また、インク層12の形成にあたっては、UV硬化性のアクリルモノマー(単官能モノマー及び多官能モノマー)、及び光開始剤を含有するUV硬化性インクを用いた。
【0043】
本例において、インク膜11及びインク層12の形成にあたっては、UV硬化性インクの液滴量を30pl以下で印刷を行い、液滴の噴射から1秒以内に紫外線を照射して硬化させた。この液滴の噴射と紫外線の照射を繰り返して、樹脂基板10の意匠面101とは反対側の裏面102のほぼ全面にUV硬化性インクの硬化物からなるインク膜11を形成し、さらに、インク膜11上に多数のインク層12を形成した(図4(a)〜(d)参照)。
【0044】
以上のようにして、図4(c)及び(d)に示すごとく、透明の樹脂基板10と、その上に形成された意匠性を有するインク膜11と、さらにその上に形成された島状の多数のインク層12とを有する表示板1を製造した。

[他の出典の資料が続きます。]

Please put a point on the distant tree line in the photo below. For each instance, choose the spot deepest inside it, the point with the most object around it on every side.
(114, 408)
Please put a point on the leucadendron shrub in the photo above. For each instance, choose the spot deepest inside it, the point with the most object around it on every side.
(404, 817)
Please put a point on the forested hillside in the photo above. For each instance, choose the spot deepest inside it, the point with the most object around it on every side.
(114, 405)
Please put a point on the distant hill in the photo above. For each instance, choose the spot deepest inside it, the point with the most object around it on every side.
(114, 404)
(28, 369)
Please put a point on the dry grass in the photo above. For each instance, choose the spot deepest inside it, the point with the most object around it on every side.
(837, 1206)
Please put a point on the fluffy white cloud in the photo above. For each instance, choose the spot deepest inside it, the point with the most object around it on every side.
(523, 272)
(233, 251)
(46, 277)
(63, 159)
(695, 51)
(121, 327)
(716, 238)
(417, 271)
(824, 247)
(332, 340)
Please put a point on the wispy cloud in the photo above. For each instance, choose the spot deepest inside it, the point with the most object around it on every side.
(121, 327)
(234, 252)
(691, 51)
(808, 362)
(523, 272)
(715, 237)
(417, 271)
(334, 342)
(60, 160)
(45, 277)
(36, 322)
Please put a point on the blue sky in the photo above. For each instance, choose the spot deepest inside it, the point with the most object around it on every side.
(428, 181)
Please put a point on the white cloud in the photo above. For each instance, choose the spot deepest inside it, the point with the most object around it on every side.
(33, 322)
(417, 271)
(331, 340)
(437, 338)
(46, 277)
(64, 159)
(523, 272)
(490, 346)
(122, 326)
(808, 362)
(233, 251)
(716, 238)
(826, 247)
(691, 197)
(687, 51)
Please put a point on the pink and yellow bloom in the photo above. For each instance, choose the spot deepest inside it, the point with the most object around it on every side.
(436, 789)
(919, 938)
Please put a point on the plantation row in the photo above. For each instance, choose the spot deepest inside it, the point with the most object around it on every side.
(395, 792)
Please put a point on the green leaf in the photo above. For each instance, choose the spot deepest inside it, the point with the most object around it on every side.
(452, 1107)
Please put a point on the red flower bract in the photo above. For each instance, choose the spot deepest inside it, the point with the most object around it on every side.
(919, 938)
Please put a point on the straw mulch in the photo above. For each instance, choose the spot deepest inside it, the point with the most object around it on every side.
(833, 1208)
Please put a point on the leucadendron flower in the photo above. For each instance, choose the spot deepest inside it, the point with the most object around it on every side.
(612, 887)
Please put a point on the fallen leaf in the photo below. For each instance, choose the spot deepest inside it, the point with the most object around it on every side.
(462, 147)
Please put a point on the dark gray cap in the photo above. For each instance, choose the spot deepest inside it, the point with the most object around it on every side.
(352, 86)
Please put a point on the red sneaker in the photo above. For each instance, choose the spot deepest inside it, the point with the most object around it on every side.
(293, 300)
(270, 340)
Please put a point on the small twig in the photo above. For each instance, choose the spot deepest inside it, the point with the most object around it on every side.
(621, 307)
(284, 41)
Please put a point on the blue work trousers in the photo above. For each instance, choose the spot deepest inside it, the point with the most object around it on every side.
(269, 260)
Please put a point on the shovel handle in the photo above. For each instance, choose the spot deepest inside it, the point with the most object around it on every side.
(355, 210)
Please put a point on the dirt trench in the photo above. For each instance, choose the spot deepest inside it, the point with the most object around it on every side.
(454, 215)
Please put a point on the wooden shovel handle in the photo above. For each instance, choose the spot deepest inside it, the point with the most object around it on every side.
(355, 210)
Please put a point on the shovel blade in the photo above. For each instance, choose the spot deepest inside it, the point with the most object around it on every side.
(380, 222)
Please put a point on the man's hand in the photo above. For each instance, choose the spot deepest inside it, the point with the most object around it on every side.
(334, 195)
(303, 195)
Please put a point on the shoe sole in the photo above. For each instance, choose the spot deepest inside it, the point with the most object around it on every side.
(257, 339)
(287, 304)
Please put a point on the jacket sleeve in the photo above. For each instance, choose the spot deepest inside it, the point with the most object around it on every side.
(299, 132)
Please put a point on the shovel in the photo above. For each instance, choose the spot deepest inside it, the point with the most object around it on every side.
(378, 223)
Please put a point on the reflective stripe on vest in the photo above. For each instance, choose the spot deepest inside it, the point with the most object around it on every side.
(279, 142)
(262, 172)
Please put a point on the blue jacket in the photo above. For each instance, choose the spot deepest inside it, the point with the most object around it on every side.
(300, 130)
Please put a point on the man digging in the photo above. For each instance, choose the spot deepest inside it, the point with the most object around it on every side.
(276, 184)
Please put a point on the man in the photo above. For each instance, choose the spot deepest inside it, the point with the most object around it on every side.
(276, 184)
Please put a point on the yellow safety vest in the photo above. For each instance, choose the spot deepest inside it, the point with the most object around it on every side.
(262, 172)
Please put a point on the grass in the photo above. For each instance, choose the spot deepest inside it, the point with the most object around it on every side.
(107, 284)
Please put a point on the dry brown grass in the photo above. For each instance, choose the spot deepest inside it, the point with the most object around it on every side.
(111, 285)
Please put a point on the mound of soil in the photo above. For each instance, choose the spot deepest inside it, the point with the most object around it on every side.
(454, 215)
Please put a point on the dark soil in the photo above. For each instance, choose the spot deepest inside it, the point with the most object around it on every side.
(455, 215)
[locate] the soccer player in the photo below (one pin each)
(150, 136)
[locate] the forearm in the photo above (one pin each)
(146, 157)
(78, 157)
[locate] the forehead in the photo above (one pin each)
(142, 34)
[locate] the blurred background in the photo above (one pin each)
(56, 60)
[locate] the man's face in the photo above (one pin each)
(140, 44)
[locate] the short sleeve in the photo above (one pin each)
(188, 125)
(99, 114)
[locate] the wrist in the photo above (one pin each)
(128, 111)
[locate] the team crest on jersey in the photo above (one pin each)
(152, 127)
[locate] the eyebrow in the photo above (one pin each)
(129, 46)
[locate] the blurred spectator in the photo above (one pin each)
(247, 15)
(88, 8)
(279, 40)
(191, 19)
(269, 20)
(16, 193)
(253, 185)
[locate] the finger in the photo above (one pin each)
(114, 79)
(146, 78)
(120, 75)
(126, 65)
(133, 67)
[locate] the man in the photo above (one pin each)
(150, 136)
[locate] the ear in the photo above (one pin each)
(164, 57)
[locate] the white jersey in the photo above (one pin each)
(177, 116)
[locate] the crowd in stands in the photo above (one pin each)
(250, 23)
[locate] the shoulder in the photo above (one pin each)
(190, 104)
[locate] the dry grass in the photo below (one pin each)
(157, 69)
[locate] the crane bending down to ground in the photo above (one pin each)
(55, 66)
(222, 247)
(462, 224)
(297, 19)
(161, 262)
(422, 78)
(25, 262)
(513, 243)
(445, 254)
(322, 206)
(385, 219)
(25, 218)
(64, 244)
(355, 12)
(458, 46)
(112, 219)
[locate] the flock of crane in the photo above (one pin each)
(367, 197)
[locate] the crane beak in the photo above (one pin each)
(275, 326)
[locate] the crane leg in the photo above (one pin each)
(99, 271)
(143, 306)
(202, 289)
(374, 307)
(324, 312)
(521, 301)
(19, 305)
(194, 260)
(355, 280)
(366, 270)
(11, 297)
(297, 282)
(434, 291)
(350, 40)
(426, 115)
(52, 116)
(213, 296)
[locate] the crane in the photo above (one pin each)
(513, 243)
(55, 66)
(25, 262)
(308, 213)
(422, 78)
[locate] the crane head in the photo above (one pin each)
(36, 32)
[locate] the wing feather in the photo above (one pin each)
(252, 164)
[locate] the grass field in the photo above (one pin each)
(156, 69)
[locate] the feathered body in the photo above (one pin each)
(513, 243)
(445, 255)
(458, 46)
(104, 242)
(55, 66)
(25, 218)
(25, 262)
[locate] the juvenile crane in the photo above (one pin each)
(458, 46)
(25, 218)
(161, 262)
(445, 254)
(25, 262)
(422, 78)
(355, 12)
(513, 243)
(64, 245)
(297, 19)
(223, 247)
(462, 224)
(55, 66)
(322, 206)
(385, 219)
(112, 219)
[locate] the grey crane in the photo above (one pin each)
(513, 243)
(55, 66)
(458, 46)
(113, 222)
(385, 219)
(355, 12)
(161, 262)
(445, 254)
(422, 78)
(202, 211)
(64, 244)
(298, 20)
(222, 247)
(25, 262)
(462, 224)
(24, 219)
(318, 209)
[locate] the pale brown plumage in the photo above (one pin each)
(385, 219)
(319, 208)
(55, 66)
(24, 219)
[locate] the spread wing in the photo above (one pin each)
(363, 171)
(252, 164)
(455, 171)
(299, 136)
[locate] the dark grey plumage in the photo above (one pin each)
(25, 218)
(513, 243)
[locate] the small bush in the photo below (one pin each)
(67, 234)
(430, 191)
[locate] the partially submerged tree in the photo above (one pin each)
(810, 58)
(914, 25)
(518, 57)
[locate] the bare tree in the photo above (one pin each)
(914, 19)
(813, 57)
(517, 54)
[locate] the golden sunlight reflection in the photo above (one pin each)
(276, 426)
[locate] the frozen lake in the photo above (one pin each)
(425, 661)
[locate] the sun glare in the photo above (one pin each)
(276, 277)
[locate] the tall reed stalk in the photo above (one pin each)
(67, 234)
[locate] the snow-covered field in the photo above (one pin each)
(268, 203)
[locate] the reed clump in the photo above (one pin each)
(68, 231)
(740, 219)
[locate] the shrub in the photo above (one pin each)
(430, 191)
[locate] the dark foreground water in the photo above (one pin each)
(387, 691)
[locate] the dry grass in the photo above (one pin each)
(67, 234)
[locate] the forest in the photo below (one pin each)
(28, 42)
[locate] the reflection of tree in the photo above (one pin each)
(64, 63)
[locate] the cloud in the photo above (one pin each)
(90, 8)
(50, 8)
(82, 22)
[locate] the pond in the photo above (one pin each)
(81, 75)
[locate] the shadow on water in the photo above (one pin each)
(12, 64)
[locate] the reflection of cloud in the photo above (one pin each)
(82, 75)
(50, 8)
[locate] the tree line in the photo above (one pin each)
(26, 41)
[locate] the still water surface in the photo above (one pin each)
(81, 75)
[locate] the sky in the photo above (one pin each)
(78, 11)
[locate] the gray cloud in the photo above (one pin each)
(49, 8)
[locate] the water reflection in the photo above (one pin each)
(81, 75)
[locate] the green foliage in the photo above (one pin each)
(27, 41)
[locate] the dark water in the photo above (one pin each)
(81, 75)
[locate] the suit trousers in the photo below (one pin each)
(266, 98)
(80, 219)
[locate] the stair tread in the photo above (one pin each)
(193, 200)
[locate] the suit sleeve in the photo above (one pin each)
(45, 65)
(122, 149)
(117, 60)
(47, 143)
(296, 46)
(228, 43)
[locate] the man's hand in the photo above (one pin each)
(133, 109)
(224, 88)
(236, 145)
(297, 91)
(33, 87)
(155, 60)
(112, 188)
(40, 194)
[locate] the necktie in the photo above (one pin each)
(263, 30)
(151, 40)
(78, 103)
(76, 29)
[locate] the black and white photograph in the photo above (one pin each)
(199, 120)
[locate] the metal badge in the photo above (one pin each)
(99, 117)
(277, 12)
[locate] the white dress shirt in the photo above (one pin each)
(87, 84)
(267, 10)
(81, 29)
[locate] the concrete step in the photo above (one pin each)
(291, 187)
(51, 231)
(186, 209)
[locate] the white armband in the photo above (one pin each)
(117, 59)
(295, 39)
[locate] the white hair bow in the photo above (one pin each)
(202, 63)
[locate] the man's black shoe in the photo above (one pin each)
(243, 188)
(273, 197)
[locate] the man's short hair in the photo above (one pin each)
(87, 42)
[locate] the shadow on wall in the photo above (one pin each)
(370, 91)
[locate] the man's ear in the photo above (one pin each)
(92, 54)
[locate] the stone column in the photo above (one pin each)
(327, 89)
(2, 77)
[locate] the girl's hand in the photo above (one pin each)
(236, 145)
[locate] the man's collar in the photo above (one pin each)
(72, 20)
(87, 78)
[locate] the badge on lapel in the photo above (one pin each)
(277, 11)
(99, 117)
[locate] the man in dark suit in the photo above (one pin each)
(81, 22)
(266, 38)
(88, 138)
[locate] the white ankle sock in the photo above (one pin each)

このようにして得られた板状の表示板1を用いて延伸率の評価を行った。
即ち、まず、図5に示すごとく、板状の表示板からJIS5号ダンベル形状の試験片100を打ち抜いた。同図において、試験片100の寸法は、a=33(mm)、b=25(mm)、c=41(mm)、d=115(mm)、e=6(mm)、f=25(mm)である。そして、試験片100を温度180℃の環境下で、引張速度50mm/minで矢印3の方向に切断するまで引っ張った。切断時における試験片の平坦部分(図5において長さaで示されてる部分)の長さを測定し、これをl(mm)とした。そして、引張試験前の試験片の平坦部分の長さaと、測定した長さlの値から、延伸率E(%)を次式により算出した。その結果を後述の表1に示す。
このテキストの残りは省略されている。